Column: Let's leverage Michigan's reset moment
As we head north for the 2015 Mackinac Policy Conference, we can celebrate that Michigan is in a substantially better place compared to five years ago. Our state has added nearly 400,000 private sector jobs during this period, ranks second in the country in improved economic health, and we have leaped into the top 10 nationally in improved corporate tax climate and in entrepreneurial climate, as reported by Gov. Rick Snyder. These trends, and Detroit's heroic exit from bankruptcy, provide our entire state a reset moment.
The dialogue at the Mackinac Policy Conference will focus on how we best leverage this moment in our history and take full advantage of the strong leadership we enjoy from corporate, community and government circles.
The conference will explore the catalyst that can ignite geometric and sustainable economic growth with deep dives into three important growth drivers: talent, urban revitalization and cohesion, the need to speak with one Michigan voice. The Detroit Regional Chamber is proud to bring more than a dozen national voices and the state's executives and elected officials to Michigan's center stage to challenge over 1,500 of the state's most influential leaders to engage in this exploration.
Attracting and cultivating talent is going to require continued development of public-private partnerships to assure we are developing the talent in our state to fill the open jobs today and prepare our citizens for the jobs of tomorrow. Speakers, like Mike Rowe, host of the "Dirty Jobs" TV show, will share insights on the importance of investing in the development of skilled trades as a strategy to fill our open jobs, while renowned inventor Dean Kamen will inspire us on how to motivate students to chart a course for careers in the high-tech engineering and robotics fields.
Revitalizing our cities will require new approaches to fostering business growth, financial stability, infrastructure improvements and place-making. Financial expert Mellody Hobson, author Dan Senor and Operation HOPE's John Hope Bryant will provide insight on key issues such as financial literacy and unlocking the entrepreneurial power in our cities. Detroit Mayor Mike Duggan and architects of the "grand bargain" will speak to ensuring Detroit's prosperity going forward.

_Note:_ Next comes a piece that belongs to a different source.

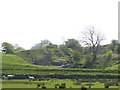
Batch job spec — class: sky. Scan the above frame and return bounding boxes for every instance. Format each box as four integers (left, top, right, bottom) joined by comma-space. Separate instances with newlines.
0, 0, 119, 50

Moving Michigan forward with greater cohesion will require business, government and other community leaders to build one Michigan voice on a foundation of shared values. Pulitzer Prize-winning presidential historian Doris Kearns Goodwin will speak to history's lessons on effective leadership and statistician Nate Silver offers a lens into trends that all decision-makers need to embrace. Whole Foods' Walter Robb will provide an example of business as positive change agents deploying so called conscious capitalism.
On the final day of the conference we'll focus on two issues dominating our headlines. First, we'll discuss our state's roads and infrastructure, targeting solutions given the Prop 1 defeat. Next, we will tackle the hard realities we see playing out in cities across our country, from Ferguson to Baltimore, understanding the similarities and differences between those communities and ours.
On Mackinac Island, we look forward to an engaging dialogue and shared learning that will inspire our state's leaders, and Michigan as a whole, to celebrate our common goals while closing the gaps on our differences, all in the name of a continued, lasting progress.
Mark Davidoff is Michigan managing partner for Deloitte LLP and chair of the 2015 Mackinac Policy Conference. Sandy Baruah is CEO of the Detroit Regional Chamber.